The Washington Post’s Glenn Kessler said in an interview that his concern is “extremely high” that manipulated videos could be used to mislead the public.

“You’re just waiting for that kind of bomb to explode,” Kessler told POLITICO. “So, we’re trying to get ahead of these things.”

Francesco Marconi, the Journal’s research and development chief, told POLITICO that media organizations will likely struggle to stay on top of what’s real and what’s fake in 2020. Some methods of spotting fakes already appear obsolete as the technology to make them has progressed. For instance, people in early deepfakes didn’t blink; now they can. And once-blurry backgrounds are crisper.

“It’s a cat and mouse game,” he said.

So-called fake news permeated the 2016 campaign, some of it spread intentionally by Russian-sponsored social media trolls as part of an effort to disrupt the election, special counsel Robert Mueller found. But advances in video editing and artificial intelligence software have made it even easier to create counterfeit clips.

Complicating matters, major tech companies haven’t adopted consistent standards for dealing with such false material.

YouTube removed the “drunk” Pelosi video last month — which had been slowed to make it appear she was slurring her words — while Facebook allowed it to stay up. Recently, Facebook-owned Instagram opted not to remove a deepfake video that purported to show Facebook chief Mark Zuckerberg bragging about controlling “stolen data.”

Instagram head Adam Mosseri acknowledged Tuesday on “CBS This Morning” that “we don’t have a policy against deepfakes currently.”

Two academics wrote an essay for Harvard University’s Nieman Lab describing seven hypothetical scenarios in which manipulated video and audio could disrupt the 2020 election and even cast doubt on the democratic process itself.
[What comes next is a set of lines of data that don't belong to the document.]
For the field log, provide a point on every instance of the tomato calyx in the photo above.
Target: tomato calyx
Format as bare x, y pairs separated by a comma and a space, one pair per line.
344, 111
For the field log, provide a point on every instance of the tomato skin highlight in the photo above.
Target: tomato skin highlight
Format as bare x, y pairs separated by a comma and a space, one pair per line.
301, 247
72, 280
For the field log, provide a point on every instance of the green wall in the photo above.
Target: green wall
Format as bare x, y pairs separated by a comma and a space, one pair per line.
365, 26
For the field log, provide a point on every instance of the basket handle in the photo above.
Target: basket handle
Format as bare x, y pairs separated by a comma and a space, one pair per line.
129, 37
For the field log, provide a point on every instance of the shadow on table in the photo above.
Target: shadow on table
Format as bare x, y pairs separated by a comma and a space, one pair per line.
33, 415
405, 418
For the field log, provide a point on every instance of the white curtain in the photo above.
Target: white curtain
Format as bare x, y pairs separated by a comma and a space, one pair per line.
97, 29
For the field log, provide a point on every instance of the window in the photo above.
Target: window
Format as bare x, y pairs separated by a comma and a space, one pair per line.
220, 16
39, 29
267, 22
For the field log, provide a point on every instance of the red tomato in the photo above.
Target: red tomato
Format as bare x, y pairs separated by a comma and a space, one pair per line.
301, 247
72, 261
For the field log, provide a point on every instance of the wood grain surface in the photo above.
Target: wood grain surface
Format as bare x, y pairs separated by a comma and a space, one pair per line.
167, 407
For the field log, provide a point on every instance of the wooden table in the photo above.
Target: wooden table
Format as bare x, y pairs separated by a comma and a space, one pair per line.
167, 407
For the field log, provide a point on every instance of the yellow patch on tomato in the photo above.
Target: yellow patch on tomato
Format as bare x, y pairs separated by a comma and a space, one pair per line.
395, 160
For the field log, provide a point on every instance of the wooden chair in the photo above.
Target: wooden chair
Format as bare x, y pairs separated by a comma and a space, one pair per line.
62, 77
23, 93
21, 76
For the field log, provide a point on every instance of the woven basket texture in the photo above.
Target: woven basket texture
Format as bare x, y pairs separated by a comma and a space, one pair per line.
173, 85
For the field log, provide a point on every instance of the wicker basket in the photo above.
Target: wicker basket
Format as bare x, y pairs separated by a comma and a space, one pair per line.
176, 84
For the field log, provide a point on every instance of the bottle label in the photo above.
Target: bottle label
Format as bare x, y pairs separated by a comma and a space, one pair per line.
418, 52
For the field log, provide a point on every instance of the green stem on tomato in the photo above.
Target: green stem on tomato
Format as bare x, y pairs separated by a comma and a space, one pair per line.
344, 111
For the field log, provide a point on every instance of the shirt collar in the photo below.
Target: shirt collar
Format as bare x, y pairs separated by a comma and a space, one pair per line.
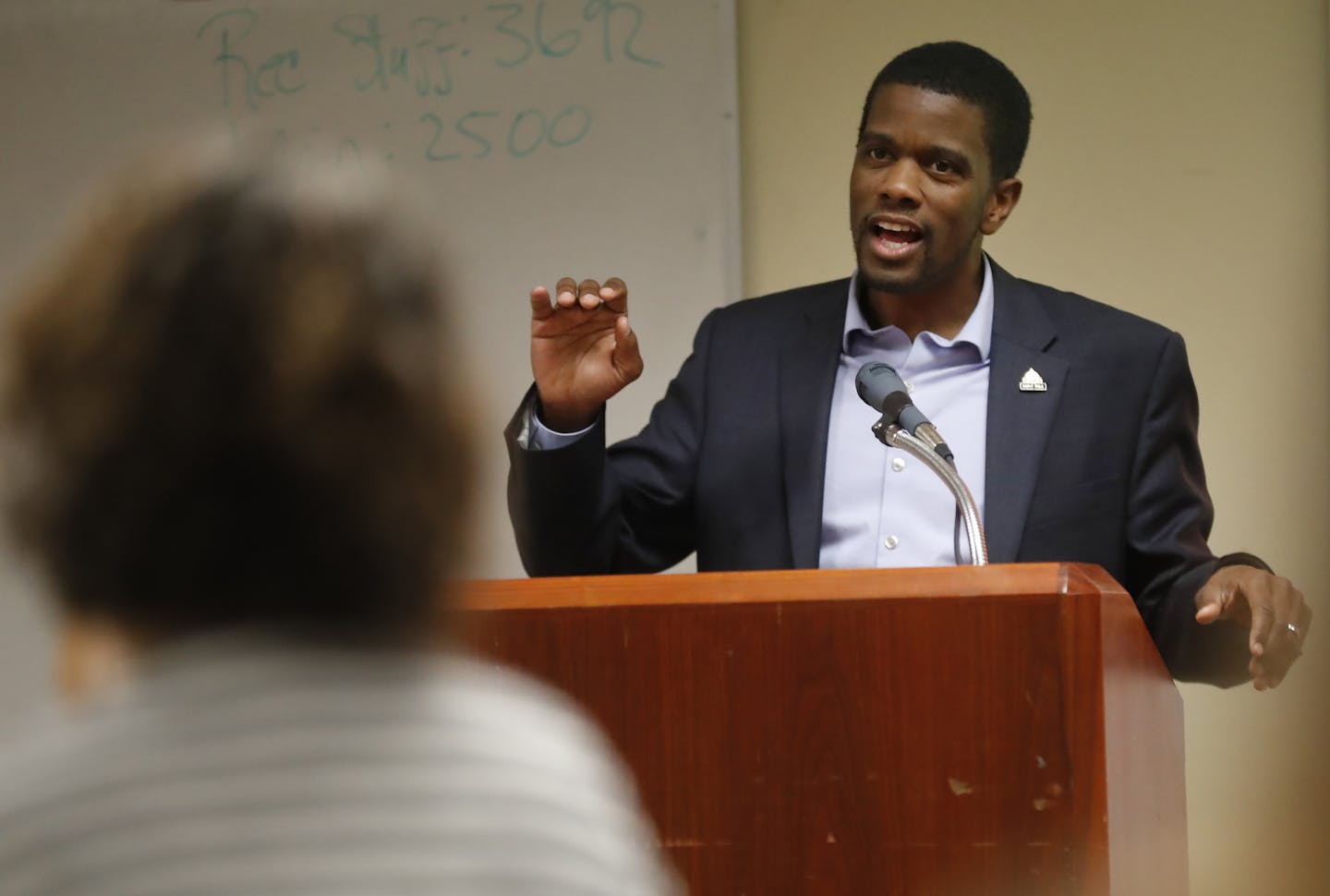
978, 330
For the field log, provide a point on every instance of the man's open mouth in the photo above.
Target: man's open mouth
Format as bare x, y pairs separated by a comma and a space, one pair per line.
897, 232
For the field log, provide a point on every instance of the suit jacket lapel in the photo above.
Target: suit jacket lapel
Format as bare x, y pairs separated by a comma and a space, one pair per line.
810, 353
1019, 421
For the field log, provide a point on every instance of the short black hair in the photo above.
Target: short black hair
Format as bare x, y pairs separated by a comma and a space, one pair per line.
975, 76
233, 405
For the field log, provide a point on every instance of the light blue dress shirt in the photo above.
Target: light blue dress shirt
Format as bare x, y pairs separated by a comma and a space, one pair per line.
879, 505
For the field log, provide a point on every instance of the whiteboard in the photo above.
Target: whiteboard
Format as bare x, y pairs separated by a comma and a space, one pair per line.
550, 137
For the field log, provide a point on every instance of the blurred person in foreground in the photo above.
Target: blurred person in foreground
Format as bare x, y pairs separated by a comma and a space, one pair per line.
236, 442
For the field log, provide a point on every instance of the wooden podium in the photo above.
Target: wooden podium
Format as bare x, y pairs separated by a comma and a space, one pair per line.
1004, 730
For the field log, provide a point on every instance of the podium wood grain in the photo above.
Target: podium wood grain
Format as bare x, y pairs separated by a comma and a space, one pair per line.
942, 732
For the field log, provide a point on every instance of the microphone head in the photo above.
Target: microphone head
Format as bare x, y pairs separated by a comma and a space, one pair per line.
876, 381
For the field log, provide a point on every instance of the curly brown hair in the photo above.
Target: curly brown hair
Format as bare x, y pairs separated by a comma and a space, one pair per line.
229, 400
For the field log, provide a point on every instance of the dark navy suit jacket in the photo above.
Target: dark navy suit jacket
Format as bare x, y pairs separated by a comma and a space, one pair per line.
1102, 468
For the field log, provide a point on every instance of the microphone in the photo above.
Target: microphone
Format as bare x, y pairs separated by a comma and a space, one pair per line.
883, 390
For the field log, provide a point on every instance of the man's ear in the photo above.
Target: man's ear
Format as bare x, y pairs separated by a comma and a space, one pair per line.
1000, 203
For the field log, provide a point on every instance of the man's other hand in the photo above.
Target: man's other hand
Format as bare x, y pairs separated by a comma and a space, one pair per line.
1269, 606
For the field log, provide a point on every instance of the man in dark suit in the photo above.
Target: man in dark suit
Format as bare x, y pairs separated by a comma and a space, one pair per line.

The scenarios ranged from relatively benign, such as supporters doctoring video to boost a candidate’s record, to more destabilizing, such as suppressing votes by telling Americans that fake videos of them engaged in incriminating behaviors will be released if they go to the polls.

The Post’s editorial board recently urged the government “to invest in developing technology to detect deepfakes.” And fears about this confusing new world prompted the first Congressional hearing on the matter this month.

“Thinking ahead to 2020 and beyond, one does not need any great imagination to envision even more nightmarish scenarios that would leave the government, the media, and the public struggling to discern what is real and what is fake," said House Intelligence Chairman Adam Schiff (D-Calif.).

Hany Farid, a University of California, Berkeley professor and digital forensics expert, demonstrated software last week on CBS that he’s creating to detect altered videos and which he said could eventually be used by the news media.

Farid told POLITICO he isn’t currently “working with any specific news organizations,” but “as we roll out our analysis tools, we hope to begin to work with a range of organizations.”

The WSJ’s Marconi told POLITICO that “by 2020, there will be massive proliferation” of deepfakes, so the paper wanted to be proactive in addressing them. He said the Journal’s committee serves as a newsroom resource in providing training, webinars and arranging guest speakers on the topic.

"This is an issue the entire newsroom takes very seriously,” Washington bureau chief Paul Beckett said in a statement. “All of our reporters covering the 2020 campaigns are being trained to be aware of the potential for deep fakes."

And Kessler and Nadine Ajaka, a senior video producer at the Post who is working with Kessler’s team, said they hope the Post’s classification system will prompt major platforms like YouTube to alert viewers when videos are found to have been manipulated.

“When you name something, it’s less terrifying,” said Ajaka. The classification system, she added, is a step toward giving the public a greater understanding of “a world in which you can’t trust everything you see.”

“Right now, it’s kind of the Wild West,” she said.